I persevered all he did till the day he threw a panga on me,
expressing the villain, him.
The panga cut me on my shoulder,
and I had to leave the house till the next day.
I slowly grew tired of my walls
being witnesses of the constant fights
between me and the person who had been the love of my life.
The better life I dreamt with him
with him daily, slowly turned to a horror movie.
I hate to remember how it all started
but slowly, as the days passed by
once beautiful home turned into boxing arena
my body as the boxer’s punching bag
no matter how much I tried to avoid arguments with him
he had turned to a fierce demon
who seemed to try and remove a corpse from my throat,
and shout out to my face that when I took it,
it was alive.
I had persevered everything,
with the hope that he would one day realize the pain
he caused me and love me once again but he never did.

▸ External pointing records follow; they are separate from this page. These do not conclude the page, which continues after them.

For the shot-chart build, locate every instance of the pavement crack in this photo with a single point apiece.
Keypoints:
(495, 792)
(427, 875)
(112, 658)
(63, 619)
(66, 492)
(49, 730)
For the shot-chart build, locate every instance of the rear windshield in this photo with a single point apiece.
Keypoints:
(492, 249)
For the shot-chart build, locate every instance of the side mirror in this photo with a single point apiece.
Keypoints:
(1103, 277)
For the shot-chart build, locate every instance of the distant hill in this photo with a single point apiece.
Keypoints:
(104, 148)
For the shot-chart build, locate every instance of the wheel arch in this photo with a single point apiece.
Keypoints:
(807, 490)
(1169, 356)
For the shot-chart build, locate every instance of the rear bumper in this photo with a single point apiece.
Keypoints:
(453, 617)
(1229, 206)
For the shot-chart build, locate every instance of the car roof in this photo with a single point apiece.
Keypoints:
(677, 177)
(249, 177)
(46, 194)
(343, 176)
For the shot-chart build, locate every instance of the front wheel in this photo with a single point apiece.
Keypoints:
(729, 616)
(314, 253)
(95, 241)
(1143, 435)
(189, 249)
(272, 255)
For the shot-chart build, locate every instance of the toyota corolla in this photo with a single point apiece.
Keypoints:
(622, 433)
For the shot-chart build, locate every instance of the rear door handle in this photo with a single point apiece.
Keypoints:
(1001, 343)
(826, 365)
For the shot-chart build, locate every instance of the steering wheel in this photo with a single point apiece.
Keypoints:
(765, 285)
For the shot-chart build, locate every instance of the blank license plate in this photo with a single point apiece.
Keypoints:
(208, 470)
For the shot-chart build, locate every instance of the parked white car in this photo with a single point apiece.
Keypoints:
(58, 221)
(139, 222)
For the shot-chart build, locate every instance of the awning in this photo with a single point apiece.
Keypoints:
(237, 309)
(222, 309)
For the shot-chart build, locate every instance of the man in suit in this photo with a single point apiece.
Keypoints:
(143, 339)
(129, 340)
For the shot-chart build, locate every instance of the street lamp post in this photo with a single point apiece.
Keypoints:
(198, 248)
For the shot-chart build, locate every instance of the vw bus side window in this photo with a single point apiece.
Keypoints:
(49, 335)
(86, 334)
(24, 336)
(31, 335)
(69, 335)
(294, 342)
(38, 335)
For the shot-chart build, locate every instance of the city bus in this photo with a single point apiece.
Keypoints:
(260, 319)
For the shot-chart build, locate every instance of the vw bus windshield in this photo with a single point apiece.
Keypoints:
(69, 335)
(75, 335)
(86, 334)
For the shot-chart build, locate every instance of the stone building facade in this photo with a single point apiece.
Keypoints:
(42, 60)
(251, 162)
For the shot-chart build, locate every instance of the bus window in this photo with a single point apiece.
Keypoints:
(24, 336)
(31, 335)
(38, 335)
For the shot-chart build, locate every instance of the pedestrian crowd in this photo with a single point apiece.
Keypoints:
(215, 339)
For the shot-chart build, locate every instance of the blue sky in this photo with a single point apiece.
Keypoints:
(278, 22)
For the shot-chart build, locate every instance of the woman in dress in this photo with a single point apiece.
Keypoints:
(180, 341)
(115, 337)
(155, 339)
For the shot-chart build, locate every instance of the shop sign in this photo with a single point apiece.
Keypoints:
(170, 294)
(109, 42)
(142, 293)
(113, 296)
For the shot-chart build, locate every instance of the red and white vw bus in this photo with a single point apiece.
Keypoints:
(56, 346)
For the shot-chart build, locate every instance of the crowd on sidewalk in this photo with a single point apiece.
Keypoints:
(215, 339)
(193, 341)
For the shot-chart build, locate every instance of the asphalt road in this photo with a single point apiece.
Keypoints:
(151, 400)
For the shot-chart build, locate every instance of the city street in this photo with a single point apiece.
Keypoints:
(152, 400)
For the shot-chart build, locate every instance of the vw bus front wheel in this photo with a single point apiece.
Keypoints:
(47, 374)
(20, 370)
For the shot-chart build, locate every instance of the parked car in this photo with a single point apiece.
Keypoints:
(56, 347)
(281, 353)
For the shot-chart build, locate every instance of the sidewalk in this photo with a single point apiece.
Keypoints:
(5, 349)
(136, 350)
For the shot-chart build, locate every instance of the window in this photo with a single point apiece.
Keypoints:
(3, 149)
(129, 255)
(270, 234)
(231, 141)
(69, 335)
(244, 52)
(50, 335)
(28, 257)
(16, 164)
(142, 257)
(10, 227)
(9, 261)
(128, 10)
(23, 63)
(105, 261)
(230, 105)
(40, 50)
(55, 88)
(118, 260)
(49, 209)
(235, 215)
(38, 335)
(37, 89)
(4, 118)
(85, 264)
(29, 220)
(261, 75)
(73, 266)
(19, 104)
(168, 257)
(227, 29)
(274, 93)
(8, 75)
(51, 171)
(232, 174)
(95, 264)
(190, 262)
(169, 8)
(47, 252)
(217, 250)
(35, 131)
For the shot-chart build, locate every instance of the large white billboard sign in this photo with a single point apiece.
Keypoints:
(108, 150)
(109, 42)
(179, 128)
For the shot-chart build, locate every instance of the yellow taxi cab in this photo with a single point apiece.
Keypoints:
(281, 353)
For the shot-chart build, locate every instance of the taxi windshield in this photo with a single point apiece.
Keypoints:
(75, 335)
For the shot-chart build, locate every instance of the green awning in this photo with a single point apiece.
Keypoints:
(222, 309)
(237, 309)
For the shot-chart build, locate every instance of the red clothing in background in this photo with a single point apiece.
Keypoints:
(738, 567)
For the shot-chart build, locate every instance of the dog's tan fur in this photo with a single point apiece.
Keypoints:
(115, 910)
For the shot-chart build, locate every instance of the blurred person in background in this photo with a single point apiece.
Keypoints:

Each day I would pray for him and my marriage
but I quit because he destroyed me
and made me feel I was difficult to love,
that I was just an object of pain and depression.
I chose to keep trying to seek love
but his failure to read my signs added to my wounds
which increased my pain, growing to fear,
fear into a great feeling of insecurity,
insecurity into hate,
and before I could even get over it, it turned to rejection.
I and I had to leave with my fully packed suitcase
not with clothes nor shoes but with my pierced heart,
the only treasured belonging I had,
I had to look for a tailor to mend it
to make it brand new,
give me the essence of true love
since I had already finished reading the last page of the novel
My Life In Hell, I had called it quits.